Читаем Мастер полностью

– Вот, домой направляюсь, с банкета в честь государя, – одышливо проговорил Грубешов. – Автомобиль мой оказался в этих краях, я и приказал шоферу к тюрьме подъехать. Дай, думаю, с ним побеседую. Вы упрямый человек, Бок, но может быть, все же способны внять голосу рассудка. Дай, думаю, в последний раз я с ним побеседую. Извольте встать, когда я с вами разговариваю.

Яков, сидевший на своем деревянном ложе, спустив на липкий пол голые ступни, медленно поднялся. Грубешов вгляделся в лицо Якова, и его передернуло. Мастер чувствовал к нему тяжелую ненависть.

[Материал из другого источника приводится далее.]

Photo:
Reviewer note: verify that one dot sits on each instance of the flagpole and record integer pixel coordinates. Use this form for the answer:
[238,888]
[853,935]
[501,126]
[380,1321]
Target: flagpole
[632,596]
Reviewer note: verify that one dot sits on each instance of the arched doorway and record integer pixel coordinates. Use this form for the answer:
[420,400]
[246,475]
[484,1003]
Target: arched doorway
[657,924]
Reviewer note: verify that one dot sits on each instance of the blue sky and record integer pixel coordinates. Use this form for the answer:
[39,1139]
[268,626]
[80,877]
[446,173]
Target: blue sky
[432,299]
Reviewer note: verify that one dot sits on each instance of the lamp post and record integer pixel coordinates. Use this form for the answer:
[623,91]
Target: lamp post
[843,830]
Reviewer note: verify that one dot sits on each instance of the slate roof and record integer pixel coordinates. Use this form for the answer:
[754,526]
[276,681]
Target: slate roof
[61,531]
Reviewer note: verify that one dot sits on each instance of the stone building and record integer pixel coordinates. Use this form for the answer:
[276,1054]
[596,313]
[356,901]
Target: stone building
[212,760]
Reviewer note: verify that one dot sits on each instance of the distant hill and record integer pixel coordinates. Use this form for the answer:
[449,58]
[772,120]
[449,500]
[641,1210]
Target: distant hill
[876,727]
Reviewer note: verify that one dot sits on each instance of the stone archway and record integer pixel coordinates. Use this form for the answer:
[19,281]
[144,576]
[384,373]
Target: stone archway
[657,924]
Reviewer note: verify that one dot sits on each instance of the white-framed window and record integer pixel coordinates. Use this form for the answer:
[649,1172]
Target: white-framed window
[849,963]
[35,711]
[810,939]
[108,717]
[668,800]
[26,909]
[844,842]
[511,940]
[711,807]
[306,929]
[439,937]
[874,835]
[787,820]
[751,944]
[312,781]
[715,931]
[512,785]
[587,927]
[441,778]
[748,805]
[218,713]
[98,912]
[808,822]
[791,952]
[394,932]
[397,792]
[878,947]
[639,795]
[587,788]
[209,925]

– Прежде всего, – начал Грубешов, утирая большим взмокшим платком налитой красный загривок, – советую вам не пестовать в себе излишние упования, Бок. Не то придется чересчур жестоко разочароваться. Не думайте, главное, что вот оно, обвинение, и кончаются у вас все неприятности. Напротив – тут-то неприятности и начинаются. Предупреждаю: вы будете публично изобличены, и все увидят, кто вы такой.

– Чего вы от меня хотите, господин Грубешов? Уже поздно, ночь. Мне надо хоть немного отдохнуть до завтра от моих цепей.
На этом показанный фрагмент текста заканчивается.